Sombrero Reef, Phil's 1stPix/Flickr

Biodiversity is key to sustaining fish as a food source in a warming and more variable climate, concludes a recent paper in the Proceedings of the National Academy of Sciences (PNAS).

Scientists analyzed 25 environmental drivers of fish production using data from 4,556 reef fish surveys. The results were significant: diversity of fish species and traits were consistently strong predictors of their community biomass, second only to sea-surface temperature.

“Biodiversity is equally and often more important than water quality, nutrient supply, and human influence in controlling the global distribution of reef biomass,” write the authors.

Diverse fish populations also appeared more resilient to the impacts of climate change. On average, wider temperature ranges in a region reduced fish biomass. But this effect was 50 percent less in the most diverse communities, perhaps because species-rich areas contain fishes with a range of thermal niches.

Diverse communities also faired better in warmer temperatures. While biomass in low-richness communities declined at the highest temperatures (greater than 20° Celsius), it remained stable in high-richness communities.

This suggests biodiverse communities are both more productive and resilient to rising temperatures and temperature swings.

Confirming previous results

The study represents the most comprehensive test of diversity effects on biomass in natural ecosystems in the wild, according to its authors, and validates similar results found in controlled experimental settings.

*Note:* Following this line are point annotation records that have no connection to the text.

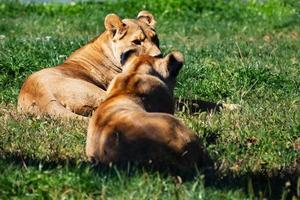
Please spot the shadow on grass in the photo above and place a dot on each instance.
(282, 185)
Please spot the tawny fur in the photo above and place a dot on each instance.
(76, 87)
(135, 121)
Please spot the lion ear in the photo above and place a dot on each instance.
(146, 17)
(175, 62)
(114, 24)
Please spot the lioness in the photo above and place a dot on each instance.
(76, 87)
(133, 123)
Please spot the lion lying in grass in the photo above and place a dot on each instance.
(76, 87)
(135, 121)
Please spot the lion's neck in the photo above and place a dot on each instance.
(97, 60)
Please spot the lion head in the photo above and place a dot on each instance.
(132, 34)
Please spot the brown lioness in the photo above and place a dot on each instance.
(133, 123)
(76, 87)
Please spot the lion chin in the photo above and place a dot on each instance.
(135, 121)
(75, 88)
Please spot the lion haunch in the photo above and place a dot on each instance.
(76, 87)
(135, 121)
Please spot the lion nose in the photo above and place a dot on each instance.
(155, 51)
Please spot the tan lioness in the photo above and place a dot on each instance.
(76, 87)
(133, 123)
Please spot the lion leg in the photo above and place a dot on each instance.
(78, 96)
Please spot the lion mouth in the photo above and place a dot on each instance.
(127, 54)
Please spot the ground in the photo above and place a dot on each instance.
(242, 52)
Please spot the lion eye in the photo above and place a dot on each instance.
(137, 42)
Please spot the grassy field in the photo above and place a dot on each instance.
(243, 52)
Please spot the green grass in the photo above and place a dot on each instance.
(237, 52)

“This work is a critical step forward in linking insights from experiments in buckets and garden plots to the larger world,” said co-author Jonathan Lefcheck of the Virginia Institute of Marine Science. “It shows that experimental ecologists have in fact been on the right track for 20 years, and that biodiversity is paramount to how natural systems work.”

Biodiversity supports human needs

Fish biomass production provides an unusually direct link from biodiversity to human needs. Over a billion people rely on fish for protein, particularly in the less-developed tropical regions included in the study. Indeed, fish biomass is a key part of the ocean’s economic assets, recently valued by WWF at $24 trillion.

The good news is that high biodiversity in tropical areas will likely buffer the worst warming impacts on fish communities. But probably not forever. Many tropical species are already near their upper thermal tolerance limits.

Management to sustain reef fish biodiversity is likely an influential lever in maintaining these economic assets.

“Biodiversity is more than a pretty face,” said lead author J. Emmett Duffy, of the Smithsonian Environmental Research Center. “Preserving biodiversity is not just an aesthetic or spiritual issue—it’s critical to the healthy functioning of ecosystems and the important services they provide to humans, like seafood.”